# CMPT 423/820 Assignment 2 Question 4
### Model Solution and Grading Scheme

Currently, Scikit-Learn has 4 implementations of Naive Bayes.  Each implementation assumes that all the features have the same kind of feature distribution.  For example, the Scikit-Learn implementation of Gaussian Naive Bayes Classifier assumes that all features are numeric, and the histogram of the features given the class label are more-or-less bell shaped around a mean value.  On the other hand, the Scikit-Learn implementation of the Categorical Naive Bayes Classifier assumes that all features are categorical.
**This is a limitation of the software, not a theoretical limitation of Naive Bayes.**

In this question, you are invited to explain, or describe how we could use these two classifiers to handle mixed data.  

### Using Scikit Learn on mixed data
Suppose we have a categorical class label $Y$, some continuous features $F$ and some categorical features $C$.  For our purposes, it doesn't matter how many of each we have.  I will derive a formula based on one of each, and generalize after that.

The classification formula for Naive Bayes doesn't care about the distinction between continuous or categorical fetures, so we have the same formula as before:

$$ y(c,f) = \arg \max_{Y} P(Y |c,f)  $$

As usual, we will start with the class conditional distribution, and apply Bayes Rule, and conditional independence:

$$ P(Y |c,f) = \frac{P(c|Y)P(f|Y)P(Y)}{P(c,f)}$$


Unfortunately, Scikit Learn cannot fit this model with mixed data directly.  Not yet, anyway.  But It can fit continuous features using Gaussian Naive Bayes, and categorical features using Categorical Naive Bayes (in Version 0.22).  

We can split the data into two parts, the categorical features, C (with Y), and the continuous features F (with Y).  Fitting them independently gives us 2 classifiers:

$$ y_1(c) = \arg \max_{Y} P(Y |c)  = \arg \max_{Y} \frac{P(c|Y)P(Y)}{P(c)} $$
$$ y_2(f) = \arg \max_{Y} P(Y |f)  = \arg \max_{Y} \frac{P(f|Y)P(Y)}{P(f)} $$


The question is now, how to derive a formula for $y(c,f)$ given $y(c)$, and $y(f)$?
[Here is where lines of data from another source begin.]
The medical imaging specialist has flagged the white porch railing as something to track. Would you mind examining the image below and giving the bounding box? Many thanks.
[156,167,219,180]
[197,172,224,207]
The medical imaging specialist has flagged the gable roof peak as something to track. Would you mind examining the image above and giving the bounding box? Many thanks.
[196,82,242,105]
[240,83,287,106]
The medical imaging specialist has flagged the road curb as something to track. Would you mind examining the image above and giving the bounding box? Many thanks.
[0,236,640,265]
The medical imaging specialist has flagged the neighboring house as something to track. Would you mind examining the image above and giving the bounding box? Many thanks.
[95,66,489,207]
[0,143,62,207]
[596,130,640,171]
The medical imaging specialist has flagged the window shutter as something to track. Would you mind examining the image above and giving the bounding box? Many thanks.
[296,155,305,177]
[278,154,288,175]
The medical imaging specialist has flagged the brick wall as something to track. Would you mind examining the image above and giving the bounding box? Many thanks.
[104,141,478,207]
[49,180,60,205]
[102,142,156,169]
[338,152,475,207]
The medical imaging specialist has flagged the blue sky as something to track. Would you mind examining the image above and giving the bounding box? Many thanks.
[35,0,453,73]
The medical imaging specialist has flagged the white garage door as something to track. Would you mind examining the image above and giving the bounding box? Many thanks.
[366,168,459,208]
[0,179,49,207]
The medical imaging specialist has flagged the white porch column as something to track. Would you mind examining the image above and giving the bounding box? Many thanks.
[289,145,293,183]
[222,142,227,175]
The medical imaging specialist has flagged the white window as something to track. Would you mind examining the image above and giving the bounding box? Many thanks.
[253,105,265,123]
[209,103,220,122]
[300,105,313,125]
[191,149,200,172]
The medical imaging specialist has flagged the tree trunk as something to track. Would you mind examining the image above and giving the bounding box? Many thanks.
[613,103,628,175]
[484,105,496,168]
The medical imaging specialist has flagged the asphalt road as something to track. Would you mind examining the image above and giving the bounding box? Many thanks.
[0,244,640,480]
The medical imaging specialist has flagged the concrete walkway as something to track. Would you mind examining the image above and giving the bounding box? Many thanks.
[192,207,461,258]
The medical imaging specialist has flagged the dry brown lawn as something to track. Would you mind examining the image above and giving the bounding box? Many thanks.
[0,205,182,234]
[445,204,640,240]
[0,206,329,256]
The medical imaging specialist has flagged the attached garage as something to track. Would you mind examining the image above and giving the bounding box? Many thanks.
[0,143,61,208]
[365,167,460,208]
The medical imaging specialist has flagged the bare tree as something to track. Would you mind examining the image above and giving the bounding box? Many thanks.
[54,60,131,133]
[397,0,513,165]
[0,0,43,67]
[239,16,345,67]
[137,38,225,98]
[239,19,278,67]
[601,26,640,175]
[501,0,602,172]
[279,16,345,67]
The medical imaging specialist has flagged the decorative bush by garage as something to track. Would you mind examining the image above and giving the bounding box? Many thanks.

Since $y(c,f)$ uses $P(c|Y)$ and $P(f|Y)$, I will find expressions for these two factors.  We start with 

$$ P(Y |c) = \frac{P(c|Y)P(Y)}{P(c)} $$

and rearrange to get

$$ P(c|Y) = \frac{P(Y|c)P(c)}{P(Y)} $$ 

(this is also just Bayes Rule).  Similarly:

$$ P(f|Y) = \frac{P(Y|f)P(f)}{P(Y)} $$ 

Now we substitute into $y(c,f)$ and simplify as follows:

$$ P(Y |c,f) = \frac{\frac{P(Y|c)P(c)}{P(Y)}\frac{P(Y|f)P(f)}{P(Y)}P(Y)}{P(c,f)}
= \frac{P(Y|c)P(Y|f)}{P(Y)} \frac{P(c)P(f)}{P(c,f)} $$

I've gathered the factors that depend on $Y$ and those that do not depend on $Y$.  Note that $P(c)P(f) \not = P(c,f)$ in general.

Finally:

$$ y(c,f) = \arg \max_{Y} P(Y |c,f)  
=  \arg \max_{Y}  \frac{P(Y|c)P(Y|f)}{P(Y)} \frac{P(c)P(f)}{P(c,f)} 
=  \arg \max_{Y}  \frac{P(Y|c)P(Y|f)}{P(Y)}  
$$

The last step is true because the factor involving $c,f$ does not depend on $Y$, so it's constant, and cannot affect the maximization.
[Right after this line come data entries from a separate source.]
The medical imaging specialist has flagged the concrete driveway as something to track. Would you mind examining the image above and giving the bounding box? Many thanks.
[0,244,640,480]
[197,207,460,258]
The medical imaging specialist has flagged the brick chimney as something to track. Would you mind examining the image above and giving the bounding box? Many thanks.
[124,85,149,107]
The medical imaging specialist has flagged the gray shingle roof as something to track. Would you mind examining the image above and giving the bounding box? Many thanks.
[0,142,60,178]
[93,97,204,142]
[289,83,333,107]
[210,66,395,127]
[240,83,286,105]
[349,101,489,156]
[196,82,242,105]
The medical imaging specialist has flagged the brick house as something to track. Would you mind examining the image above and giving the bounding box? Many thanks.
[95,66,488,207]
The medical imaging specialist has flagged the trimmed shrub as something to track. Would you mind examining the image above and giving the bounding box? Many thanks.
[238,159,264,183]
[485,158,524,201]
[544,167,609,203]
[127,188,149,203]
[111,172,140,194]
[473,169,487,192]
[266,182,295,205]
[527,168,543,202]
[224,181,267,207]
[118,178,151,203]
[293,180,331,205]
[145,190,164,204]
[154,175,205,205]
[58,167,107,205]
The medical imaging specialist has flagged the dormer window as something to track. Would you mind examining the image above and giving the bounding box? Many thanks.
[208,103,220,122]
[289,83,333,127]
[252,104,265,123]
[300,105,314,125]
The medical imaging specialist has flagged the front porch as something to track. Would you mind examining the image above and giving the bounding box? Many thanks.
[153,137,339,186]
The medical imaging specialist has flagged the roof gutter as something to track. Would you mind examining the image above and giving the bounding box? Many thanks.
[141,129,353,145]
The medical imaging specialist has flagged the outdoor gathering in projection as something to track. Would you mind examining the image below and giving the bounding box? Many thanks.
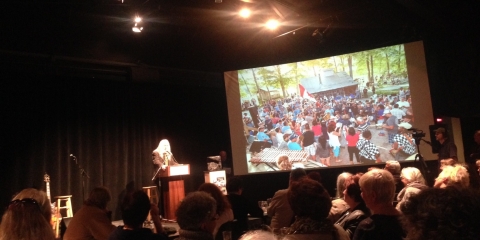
[238,45,417,172]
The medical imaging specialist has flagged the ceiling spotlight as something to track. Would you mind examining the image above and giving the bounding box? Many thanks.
[132,16,143,33]
[132,23,143,32]
[238,8,251,18]
[265,20,279,30]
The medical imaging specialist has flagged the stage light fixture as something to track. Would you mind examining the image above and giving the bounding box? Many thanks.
[265,19,279,30]
[132,16,143,33]
[238,8,251,18]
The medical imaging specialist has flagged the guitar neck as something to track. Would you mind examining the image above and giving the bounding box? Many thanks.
[46,182,52,202]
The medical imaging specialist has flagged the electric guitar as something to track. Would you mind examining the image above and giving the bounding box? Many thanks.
[43,173,60,228]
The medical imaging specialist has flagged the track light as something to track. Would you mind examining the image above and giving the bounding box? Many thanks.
[132,16,143,33]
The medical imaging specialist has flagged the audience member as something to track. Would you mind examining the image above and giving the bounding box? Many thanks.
[0,188,55,240]
[395,167,428,211]
[284,178,349,240]
[433,164,470,188]
[227,177,263,239]
[267,168,307,231]
[175,191,218,240]
[198,183,233,236]
[385,160,403,193]
[401,187,480,240]
[335,175,370,238]
[109,190,168,240]
[328,172,352,222]
[239,230,278,240]
[63,187,115,240]
[307,171,322,184]
[353,169,404,240]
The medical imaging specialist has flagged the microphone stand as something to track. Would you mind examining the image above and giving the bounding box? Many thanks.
[413,138,431,186]
[70,154,90,201]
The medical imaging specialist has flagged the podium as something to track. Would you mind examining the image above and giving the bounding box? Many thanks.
[158,164,190,219]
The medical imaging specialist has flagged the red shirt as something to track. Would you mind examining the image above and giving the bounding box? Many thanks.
[345,133,360,147]
[312,124,322,136]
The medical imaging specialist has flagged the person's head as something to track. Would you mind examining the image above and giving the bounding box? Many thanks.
[433,164,470,189]
[198,183,231,214]
[385,160,401,176]
[85,187,111,209]
[175,191,218,234]
[348,127,356,136]
[400,167,425,186]
[0,188,55,240]
[400,187,480,240]
[327,122,336,132]
[239,230,278,240]
[307,171,322,183]
[277,154,292,170]
[435,128,448,141]
[287,178,332,221]
[359,169,395,206]
[383,109,392,117]
[343,175,364,206]
[362,129,372,140]
[335,172,352,198]
[289,168,307,185]
[289,133,298,142]
[120,190,151,228]
[227,177,243,194]
[398,122,412,133]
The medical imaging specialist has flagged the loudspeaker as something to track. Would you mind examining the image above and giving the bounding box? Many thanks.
[428,124,450,153]
[248,106,258,128]
[249,141,272,152]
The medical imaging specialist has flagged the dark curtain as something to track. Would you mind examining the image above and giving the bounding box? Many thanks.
[0,74,230,219]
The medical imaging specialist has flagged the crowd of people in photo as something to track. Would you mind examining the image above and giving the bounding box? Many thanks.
[0,129,480,240]
[243,87,417,169]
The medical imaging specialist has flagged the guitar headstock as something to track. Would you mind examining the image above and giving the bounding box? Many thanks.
[43,173,50,182]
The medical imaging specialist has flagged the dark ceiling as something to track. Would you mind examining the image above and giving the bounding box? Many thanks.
[0,0,479,71]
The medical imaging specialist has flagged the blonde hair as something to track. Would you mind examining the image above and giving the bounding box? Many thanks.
[400,167,425,184]
[438,164,470,189]
[277,154,292,170]
[335,172,352,198]
[385,160,401,174]
[0,188,55,240]
[359,169,395,203]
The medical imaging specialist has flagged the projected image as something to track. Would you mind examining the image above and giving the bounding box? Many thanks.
[238,45,417,173]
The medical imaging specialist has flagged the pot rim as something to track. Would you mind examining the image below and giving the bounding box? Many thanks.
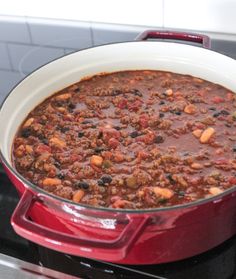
[0,41,236,215]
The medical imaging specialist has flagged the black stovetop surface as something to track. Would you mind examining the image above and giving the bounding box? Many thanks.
[0,166,236,279]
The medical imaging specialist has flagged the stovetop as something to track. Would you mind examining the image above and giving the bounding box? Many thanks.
[0,165,236,279]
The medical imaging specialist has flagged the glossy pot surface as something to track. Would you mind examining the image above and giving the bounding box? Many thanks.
[0,33,236,264]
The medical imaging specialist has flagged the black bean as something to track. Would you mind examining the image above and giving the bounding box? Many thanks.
[57,172,65,179]
[21,128,31,138]
[54,162,61,169]
[212,111,221,117]
[178,191,185,197]
[74,181,89,190]
[42,138,48,145]
[101,175,112,184]
[68,103,76,109]
[60,127,70,133]
[131,89,143,97]
[38,134,45,141]
[97,179,104,186]
[98,131,103,139]
[81,119,92,124]
[94,146,105,154]
[220,109,230,115]
[129,131,139,138]
[154,136,165,143]
[174,111,182,115]
[111,89,123,96]
[166,173,175,184]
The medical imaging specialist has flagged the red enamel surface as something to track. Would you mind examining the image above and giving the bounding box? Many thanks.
[136,30,211,48]
[2,166,236,264]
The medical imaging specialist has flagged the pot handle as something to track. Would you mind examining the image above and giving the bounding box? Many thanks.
[135,30,211,48]
[11,189,149,262]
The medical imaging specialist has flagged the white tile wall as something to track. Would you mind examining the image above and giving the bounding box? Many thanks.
[0,70,24,103]
[92,23,147,45]
[163,0,236,34]
[0,16,31,43]
[28,19,92,49]
[0,43,11,70]
[8,44,64,73]
[0,13,236,103]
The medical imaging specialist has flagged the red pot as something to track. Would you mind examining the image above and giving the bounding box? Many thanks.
[0,31,236,264]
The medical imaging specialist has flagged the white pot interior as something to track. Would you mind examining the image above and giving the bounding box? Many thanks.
[0,42,236,164]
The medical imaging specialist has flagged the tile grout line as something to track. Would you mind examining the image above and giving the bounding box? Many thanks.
[5,42,14,71]
[24,16,33,44]
[162,0,165,29]
[89,21,95,46]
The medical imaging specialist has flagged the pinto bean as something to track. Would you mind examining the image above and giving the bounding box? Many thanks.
[209,187,223,195]
[200,127,215,143]
[43,177,61,187]
[90,155,103,167]
[153,187,174,199]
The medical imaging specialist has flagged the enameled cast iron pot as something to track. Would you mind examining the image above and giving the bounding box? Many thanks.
[0,31,236,264]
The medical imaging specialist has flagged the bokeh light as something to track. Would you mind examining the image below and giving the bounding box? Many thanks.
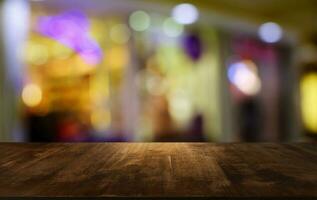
[110,24,131,44]
[163,18,184,37]
[300,73,317,133]
[172,3,199,24]
[228,60,261,95]
[22,83,42,107]
[259,22,283,43]
[129,10,151,31]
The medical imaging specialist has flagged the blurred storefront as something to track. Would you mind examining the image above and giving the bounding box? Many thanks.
[0,0,317,142]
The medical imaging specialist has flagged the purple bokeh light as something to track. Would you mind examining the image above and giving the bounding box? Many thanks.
[37,11,103,65]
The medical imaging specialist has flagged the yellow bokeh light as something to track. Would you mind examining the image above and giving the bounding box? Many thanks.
[105,47,129,70]
[22,84,42,107]
[300,73,317,133]
[90,110,111,131]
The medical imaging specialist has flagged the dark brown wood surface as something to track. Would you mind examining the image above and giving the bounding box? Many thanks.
[0,143,317,198]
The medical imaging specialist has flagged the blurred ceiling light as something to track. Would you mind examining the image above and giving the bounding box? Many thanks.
[129,10,151,31]
[110,24,131,44]
[300,73,317,133]
[258,22,283,43]
[228,60,261,95]
[172,3,199,24]
[163,18,184,37]
[22,83,42,107]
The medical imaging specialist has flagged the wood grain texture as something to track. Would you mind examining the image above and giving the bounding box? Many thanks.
[0,143,317,199]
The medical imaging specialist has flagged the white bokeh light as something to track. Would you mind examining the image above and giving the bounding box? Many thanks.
[259,22,283,43]
[228,60,261,96]
[172,3,199,24]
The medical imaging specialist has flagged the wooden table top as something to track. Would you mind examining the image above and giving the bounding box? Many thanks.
[0,143,317,199]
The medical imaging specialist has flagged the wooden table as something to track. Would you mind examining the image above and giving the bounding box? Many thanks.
[0,143,317,199]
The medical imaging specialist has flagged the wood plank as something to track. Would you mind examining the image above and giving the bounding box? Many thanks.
[0,143,317,199]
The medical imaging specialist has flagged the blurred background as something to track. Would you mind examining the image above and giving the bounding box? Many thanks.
[0,0,317,142]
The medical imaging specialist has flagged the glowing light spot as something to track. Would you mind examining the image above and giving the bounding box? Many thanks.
[22,84,42,107]
[110,24,131,44]
[129,10,151,31]
[90,110,111,131]
[105,47,130,70]
[36,11,103,65]
[228,60,261,95]
[258,22,283,43]
[172,3,199,24]
[300,73,317,133]
[163,18,184,37]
Scikit Learn allows us to access $P(X|Y)$ (where $X$ is any feature), and $P(Y)$ for any Naive Bayes classifier it fits using:
* Any classifier
    * Method `predict_proba()`: this is $P(X|Y)$ where $X$ is a feature.
    * Method `predict_log_proba()`: this is $\log P(X|Y)$ where $X$ is a feature.
    * Attribute `class_prior_`: this is $P(Y)$
* Categorical NB
    * Attribute `feature_log_prob`: This is $\log P(X|Y)$ where $X$ is a feature.
    * Attribute `class_log_prior`: This is $\log P(Y)$. 
* Gaussian NB
    * Attribute `sigma_`, `theta_`: These are $\mu_{FY}, \sigma_{FY}$ for each feature $F$ and each class $Y$.  With these values, we can calculate $P(F|Y)$ using Numpy or Python's random modulem using the Normal distribution ${\cal N}(\mu_{FY}, \sigma_{FY}^2)$

Now we ask the two fitted classifiers for all the $P(C|Y)$ and $P(F|Y)$.  Then we can multiply these together (or better, add the log probabilities).   Then we get $P(Y)$ (from either classifier -- they should report the same values), and divide (or subtract the log priors).  Then it's a linear search through the probabilities, looking for the maximum.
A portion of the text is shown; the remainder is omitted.